Harry hizo unas cuantas llamadas, con la vana esperanza de aplacar a dos de sus clientes más irascibles, luego se puso la americana, cerró con llave la oficina y bajó la escalera. En el rellano y el vestíbulo había un olor penetrante. Al llegar a la puerta principal sorprendió a Chaplin. el portero, cuando salía del sótano.
—Este lugar apesta —le dijo al hombre.
—Es desinfectante.
—Es pis de gato —repuso Harry—. Haga algo para quitarlo, ¿quiere? Tengo una reputación que proteger.
Cuando Harry se marchó, el portero aún seguía riendo.

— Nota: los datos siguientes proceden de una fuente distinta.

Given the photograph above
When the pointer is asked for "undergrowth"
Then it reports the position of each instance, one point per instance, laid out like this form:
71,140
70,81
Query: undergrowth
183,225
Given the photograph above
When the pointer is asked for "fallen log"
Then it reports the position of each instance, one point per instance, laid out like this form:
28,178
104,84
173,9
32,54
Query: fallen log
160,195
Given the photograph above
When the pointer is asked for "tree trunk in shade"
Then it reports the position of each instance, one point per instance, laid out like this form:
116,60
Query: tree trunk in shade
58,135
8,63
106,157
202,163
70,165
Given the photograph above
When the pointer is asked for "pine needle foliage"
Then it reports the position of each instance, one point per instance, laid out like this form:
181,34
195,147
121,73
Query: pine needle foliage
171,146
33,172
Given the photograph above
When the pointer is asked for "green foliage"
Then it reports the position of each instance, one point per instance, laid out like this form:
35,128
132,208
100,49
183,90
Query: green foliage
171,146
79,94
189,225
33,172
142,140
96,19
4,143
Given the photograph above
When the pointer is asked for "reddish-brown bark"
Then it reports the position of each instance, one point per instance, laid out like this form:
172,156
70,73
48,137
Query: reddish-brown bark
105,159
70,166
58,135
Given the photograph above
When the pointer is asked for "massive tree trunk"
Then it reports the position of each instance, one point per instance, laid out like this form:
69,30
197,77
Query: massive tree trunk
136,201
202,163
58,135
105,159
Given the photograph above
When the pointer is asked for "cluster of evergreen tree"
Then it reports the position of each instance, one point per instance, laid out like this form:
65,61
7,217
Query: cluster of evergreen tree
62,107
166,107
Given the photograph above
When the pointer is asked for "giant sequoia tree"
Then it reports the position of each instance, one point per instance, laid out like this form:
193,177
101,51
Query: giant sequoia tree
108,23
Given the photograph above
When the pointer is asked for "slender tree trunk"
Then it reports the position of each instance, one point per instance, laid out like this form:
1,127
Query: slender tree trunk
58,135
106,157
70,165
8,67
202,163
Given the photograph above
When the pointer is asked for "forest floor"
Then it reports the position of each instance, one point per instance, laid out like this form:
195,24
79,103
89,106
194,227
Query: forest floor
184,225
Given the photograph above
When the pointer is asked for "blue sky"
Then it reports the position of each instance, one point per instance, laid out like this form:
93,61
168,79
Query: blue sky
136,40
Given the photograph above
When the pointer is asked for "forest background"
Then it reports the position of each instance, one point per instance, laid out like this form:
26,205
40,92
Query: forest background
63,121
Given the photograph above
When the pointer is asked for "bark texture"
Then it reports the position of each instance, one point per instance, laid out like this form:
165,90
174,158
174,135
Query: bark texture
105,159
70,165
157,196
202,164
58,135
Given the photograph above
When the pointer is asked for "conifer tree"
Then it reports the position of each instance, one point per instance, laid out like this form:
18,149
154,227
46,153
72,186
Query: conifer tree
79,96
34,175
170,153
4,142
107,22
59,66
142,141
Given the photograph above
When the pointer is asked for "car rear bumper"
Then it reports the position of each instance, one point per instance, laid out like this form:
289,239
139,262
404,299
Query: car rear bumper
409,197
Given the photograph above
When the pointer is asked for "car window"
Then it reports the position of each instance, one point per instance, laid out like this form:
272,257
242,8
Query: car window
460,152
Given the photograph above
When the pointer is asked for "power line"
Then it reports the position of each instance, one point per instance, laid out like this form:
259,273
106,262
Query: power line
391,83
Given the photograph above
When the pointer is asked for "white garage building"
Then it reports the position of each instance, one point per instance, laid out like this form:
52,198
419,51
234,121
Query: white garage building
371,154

La casa de tres pisos de la calle Sesenta y Uno Este se encontraba en una condición prístina. Se detuvo en la limpia entrada, sudoroso y con mal aliento, y se sintió desaliñado. La expresión del rostro que le recibió al abrirse la puerta no logró borrarle esa opinión.
—¿Sí? —inquirió.
—Soy Harry D'Amour —dijo—. Recibí una llamada. El hombre asintió y dijo sin entusiasmo:
—Será mejor que pase.
El interior estaba más fresco, y tenía una atmósfera más dulzona. Olía a perfume. Harry siguió a aquel rostro censurador por el pasillo, hasta una habitación espaciosa donde —después de la alfombra oriental en cuyo estampado habían urdido de todo, menos el precio— se encontraba sentada la viuda. No vestía de negro, ni mostraba sus lágrimas. Se puso de píe y le tendió la mano.
—¿Señor D'Amour? — Sí.
—Valentín le traerá algo de beber, si le apetece. —Sí, gracias. Leche, si tiene.
Durante la última hora había tenido el estómago revuelto, desde que ella le hablara de la calle Wyckoff, para ser exactos.
Valentín se retiró de la habitación, sin dejar de mirar a Harry con aquellos ojos como cuentas de collar hasta el último momento.
— Ha muerto alguien —dijo Harry. una vez que el hombre se hubo marchado.
—Efectivamente —repuso la viuda, volviendo a sentarse. Harry aceptó su invitación de tomar asiento y ocupó un lugar delante de ella, entre cojines suficientes como para tapizar un harén. —Mi esposo —aclaró ella.
—Lo siento.
—No hay tiempo para sentirlo —replicó.
Pero su mirada y sus gestos traicionaron sus palabras. Harry se alegró de su pena; las manchas de las lágrimas y la fatiga empañaban una belleza que. de haberse mantenido incólume, lo habría hecho enmudecer de admiración.
—Dicen que la muerte de mi esposo fue un accidente —le informó ella—. Sé que no es así.
—¿Puedo preguntarle cómo se llama?
—Perdone. Me llamo Swann, señor D'Amour. Dorothea Swann. Quizá haya oído hablar de mi esposo.
—¿El Mago?
—Ilusionista —le corrigió ella.
—Lo he leído, sí. Una tragedia.
—¿Alguna vez vio su actuación?
—No puedo permitirme el lujo de ir a Broadway, señora Swann —repuso Harry. negando con la cabeza.
—Sólo íbamos a estar aquí durante tres meses, lo que durara su espectáculo. En septiembre íbamos a volver… — ¿Volver?
—A Hamburgo —dijo ella—. No me gusta esta ciudad. Hace demasiado calor. Y es demasiado cruel.
—Nueva York no tiene la culpa de ser como es.
—Puede ser —repuso, con un gesto afirmativo—. Tal vez lo que le pasó a Swann le habría ocurrido de todos modos, dondequiera que hubiese estado. La gente me dice que fue un accidente. Sólo eso: un accidente.